• Italia
  • mercoledì 5 dicembre 2018

Uber fa una nuova cosa in Italia

Da oggi è disponibile un'app per prenotare e pagare i normali taxi con alcuni vantaggi, ma solo a Torino

(ANSA/ALESSANDRO DI MARCO)

Da oggi a Torino è disponibile UberTaxi, una nuova piattaforma per prenotare le corse dei normali taxi gestita da Uber, il servizio di autisti privati che in Italia ha avuto una storia complicata e mai decollata, caratterizzata da un duro conflitto coi tassisti. UberTaxi invece è un’app che serve proprio a prenotare i tradizionali taxi, analoga per esempio alla diffusa MyTaxi, ed è stata introdotta dopo un periodo di incontri con i rappresentanti della categoria.

Per ora non è previsto che UberTaxi venga esteso ad altre città italiane, mentre in Europa esiste già a Berlino, Dusseldorf, Atene, Dublino e Istanbul. Concretamente, con l’app si potrà prenotare un taxi, sapere quanto impiegherà a raggiungerci, visualizzare il percorso da fare, pagare la corsa (quindi senza usare i contanti), dividere il costo della corsa con altre persone e conoscere le informazioni sull’autista: sono caratteristiche che la differenziano dalle app concorrenti, e che la rendono più simile alle normali versioni di Uber (e concorrenziali rispetto alla chiamata tradizionale dei taxi, che spesso peraltro è molto difficile pagare con carte).

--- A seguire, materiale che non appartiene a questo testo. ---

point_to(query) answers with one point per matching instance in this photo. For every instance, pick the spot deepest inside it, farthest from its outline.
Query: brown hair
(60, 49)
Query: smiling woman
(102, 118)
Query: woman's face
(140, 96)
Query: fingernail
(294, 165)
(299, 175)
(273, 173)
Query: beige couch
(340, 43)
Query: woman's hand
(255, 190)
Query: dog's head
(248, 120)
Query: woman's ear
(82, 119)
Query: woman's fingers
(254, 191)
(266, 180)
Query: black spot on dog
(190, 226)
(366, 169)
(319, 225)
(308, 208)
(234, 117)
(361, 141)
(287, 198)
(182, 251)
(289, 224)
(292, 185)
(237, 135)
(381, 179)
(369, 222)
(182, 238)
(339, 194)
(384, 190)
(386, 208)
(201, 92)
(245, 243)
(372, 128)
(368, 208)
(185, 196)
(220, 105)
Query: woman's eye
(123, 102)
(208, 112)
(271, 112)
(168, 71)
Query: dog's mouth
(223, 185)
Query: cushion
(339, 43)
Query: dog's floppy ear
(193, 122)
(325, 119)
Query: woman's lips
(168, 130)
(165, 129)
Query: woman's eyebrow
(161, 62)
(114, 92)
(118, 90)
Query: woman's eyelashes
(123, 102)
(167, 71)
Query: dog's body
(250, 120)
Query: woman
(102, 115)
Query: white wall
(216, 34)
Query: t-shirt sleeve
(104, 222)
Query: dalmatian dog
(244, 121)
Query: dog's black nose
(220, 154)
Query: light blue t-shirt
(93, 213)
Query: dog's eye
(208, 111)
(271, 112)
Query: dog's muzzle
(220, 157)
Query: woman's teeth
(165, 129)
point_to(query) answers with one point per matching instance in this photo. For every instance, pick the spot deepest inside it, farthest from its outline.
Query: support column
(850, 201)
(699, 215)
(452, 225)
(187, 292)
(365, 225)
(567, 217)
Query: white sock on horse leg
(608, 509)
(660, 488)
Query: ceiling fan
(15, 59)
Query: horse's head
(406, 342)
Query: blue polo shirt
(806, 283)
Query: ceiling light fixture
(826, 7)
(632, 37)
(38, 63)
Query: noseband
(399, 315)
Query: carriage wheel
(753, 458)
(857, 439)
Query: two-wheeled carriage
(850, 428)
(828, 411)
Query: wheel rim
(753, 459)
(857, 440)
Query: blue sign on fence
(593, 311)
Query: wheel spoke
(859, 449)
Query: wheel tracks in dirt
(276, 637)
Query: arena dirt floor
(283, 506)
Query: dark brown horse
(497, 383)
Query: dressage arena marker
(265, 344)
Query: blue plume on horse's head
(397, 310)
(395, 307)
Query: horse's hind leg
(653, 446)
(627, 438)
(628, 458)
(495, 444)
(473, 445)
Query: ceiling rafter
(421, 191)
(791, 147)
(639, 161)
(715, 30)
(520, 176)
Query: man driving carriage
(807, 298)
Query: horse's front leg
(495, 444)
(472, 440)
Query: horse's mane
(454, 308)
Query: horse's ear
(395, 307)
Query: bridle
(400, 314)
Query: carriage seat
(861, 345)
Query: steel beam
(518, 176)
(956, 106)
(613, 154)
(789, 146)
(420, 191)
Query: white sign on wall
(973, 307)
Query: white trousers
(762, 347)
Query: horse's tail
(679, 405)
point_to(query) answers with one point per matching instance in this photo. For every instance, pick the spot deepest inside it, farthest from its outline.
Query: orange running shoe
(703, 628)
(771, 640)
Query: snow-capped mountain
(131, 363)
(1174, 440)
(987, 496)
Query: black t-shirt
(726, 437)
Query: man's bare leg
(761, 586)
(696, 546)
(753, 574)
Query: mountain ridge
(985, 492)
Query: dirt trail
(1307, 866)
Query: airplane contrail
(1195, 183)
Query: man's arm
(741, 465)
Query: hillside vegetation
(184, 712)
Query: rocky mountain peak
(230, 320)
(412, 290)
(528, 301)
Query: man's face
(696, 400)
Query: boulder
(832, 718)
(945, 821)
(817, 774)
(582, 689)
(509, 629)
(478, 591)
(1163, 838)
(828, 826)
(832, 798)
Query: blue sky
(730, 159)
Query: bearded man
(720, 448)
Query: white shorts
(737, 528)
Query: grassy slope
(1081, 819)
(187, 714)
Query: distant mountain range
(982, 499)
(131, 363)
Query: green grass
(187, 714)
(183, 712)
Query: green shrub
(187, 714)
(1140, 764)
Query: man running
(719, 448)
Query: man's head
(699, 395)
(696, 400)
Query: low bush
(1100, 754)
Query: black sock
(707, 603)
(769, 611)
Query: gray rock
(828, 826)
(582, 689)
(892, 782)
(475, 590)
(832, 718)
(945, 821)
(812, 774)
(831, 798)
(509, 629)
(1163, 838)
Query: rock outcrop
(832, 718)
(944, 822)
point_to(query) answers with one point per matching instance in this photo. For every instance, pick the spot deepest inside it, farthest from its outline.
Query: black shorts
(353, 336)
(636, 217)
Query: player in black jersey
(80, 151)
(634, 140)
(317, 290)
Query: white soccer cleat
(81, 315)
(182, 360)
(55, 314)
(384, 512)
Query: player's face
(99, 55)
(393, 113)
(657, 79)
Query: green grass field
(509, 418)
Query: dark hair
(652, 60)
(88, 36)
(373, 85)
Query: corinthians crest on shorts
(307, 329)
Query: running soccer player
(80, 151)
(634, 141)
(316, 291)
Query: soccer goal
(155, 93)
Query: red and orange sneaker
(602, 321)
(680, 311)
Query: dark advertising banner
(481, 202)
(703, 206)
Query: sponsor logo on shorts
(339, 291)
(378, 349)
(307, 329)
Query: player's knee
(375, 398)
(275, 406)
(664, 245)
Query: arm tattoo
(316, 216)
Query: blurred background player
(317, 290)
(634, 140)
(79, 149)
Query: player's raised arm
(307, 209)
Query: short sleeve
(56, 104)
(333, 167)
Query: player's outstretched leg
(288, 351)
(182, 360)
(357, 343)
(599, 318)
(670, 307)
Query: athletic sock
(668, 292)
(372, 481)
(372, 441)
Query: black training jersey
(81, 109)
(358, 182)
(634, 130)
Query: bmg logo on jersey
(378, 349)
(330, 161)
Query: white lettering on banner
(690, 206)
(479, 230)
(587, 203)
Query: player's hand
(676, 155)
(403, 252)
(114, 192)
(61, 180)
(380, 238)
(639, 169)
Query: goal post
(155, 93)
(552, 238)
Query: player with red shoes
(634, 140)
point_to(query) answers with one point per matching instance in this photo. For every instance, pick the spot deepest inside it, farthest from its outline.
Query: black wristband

Non si sa quanti degli oltre 1.500 tassisti di Torino abbiano aderito a UberTaxi. Yuri Fernández, un portavoce di Uber, ha parlatoWired di «qualche decina». La quota della corsa che Uber tratterrà per sé sarà del 7 per cento (uguale a quella dei servizi analoghi) ed è prevista una funzione per lasciare una mancia all’autista. L’adesione a UberTaxi è volontaria e gratuita per i tassisti.

Tra le altre cose, UberTaxi è un modo in cui Uber sta cercando di riallacciare i rapporti con i tassisti italiani, che – come quelli di praticamente tutti i paesi in cui è attivo il servizio – hanno protestato contro le versioni dell’app che permettono alle persone di fare gli autisti con la propria auto privata. Questa versione del servizio – la più diffusa e popolare nel resto del mondo, perché più economica dei taxi – era stata introdotta in Italia nel 2014 con il nome di UberPOP, ma nel 2015 era stata vietata dal tribunale di Milano. Altre sentenze a Roma e Torino avevano temporaneamente vietato altre versioni del servizio, per esempio UberX, che usava auto con autisti che non erano però obbligati a tornare in autorimessa dopo ogni corsa, ma potevano muoversi per la città come dei taxi. Oggi Uber come società di trasporti esiste a Roma e Milano con i servizi UberBLACK, UberLUX e UberVAN, che sono sostanzialmente servizi di autonoleggio con autista, con prezzi paragonabili o più elevati di quelli dei taxi.